Space Weather Applications of Machine Intelligence (SWAMI) Seminar Series:
Solar Flare Data Limitations and Prospective Solutions
Hosted by: CU's Space Weather Technology, Research, and Education Center (SWx TREC)
Presented by: Wendy Carande and Katy Luttrell
Thursday 13 August 2020, 11:30am – 12:30pm (MDT)
With an increasing number of machine learning models cropping up to address solar flare prediction, there is a looming question of whether we have sufficient data volume and quality to train these models. In this talk, we will discuss the limitations of existing solar flare data sets and how we may be able to address them. In addition to discussing these topics more broadly, we will discuss a student data augmentation project, described below.
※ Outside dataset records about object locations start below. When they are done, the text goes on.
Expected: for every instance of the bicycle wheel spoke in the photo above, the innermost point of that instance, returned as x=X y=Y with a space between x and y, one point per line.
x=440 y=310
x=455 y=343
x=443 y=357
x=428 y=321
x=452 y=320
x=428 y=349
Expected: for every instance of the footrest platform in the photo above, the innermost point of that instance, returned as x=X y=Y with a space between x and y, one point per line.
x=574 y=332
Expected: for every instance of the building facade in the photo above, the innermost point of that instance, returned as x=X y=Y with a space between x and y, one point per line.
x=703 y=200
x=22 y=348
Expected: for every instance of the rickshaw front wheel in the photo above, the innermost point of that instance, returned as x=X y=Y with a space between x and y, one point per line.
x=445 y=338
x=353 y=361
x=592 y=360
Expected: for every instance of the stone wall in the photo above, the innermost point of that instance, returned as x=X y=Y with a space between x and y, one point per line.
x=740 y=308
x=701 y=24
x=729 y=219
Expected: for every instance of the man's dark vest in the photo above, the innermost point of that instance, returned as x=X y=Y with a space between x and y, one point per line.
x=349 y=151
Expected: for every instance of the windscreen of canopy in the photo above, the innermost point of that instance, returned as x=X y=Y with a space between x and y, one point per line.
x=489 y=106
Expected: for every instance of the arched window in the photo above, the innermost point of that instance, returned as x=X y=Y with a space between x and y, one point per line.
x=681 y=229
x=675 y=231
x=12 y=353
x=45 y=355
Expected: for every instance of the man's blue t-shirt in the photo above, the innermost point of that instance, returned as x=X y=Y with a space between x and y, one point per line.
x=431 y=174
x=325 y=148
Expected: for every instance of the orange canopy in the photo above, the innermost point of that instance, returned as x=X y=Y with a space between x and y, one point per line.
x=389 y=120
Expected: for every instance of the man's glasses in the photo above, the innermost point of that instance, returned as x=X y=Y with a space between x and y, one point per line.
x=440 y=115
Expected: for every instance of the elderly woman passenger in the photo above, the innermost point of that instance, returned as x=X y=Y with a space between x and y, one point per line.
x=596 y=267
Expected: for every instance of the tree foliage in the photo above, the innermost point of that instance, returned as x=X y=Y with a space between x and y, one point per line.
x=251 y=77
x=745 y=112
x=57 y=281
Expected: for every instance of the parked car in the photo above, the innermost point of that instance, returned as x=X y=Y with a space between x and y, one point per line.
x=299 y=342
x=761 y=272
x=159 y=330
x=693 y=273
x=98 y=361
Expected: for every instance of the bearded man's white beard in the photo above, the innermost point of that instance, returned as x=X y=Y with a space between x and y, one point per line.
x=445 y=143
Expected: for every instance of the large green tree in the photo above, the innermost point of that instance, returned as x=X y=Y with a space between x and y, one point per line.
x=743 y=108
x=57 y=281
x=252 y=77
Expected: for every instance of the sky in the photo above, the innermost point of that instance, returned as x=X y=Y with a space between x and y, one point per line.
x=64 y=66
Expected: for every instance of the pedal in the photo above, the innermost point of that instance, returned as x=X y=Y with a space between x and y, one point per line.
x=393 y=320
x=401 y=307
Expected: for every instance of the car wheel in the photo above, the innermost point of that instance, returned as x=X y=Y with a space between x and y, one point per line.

Currently, the available data are high resolution SDO/HMI magnetograms which cover a portion of the 24th solar cycle and the historical, lower-resolution SOHO/MDI magnetograms which recorded 15 years of data including the 23rd solar cycle in its entirety. The key to improving the predictive performance of solar flare prediction models may be augmenting the current data with synthetic magnetograms which have the quality of the SDO/HMI images for the time period of the SOHO/MDI images. This new type of data can be made using a Generative Adversarial Network to perform image translations from SOHO/MDI magnetograms to synthetic images.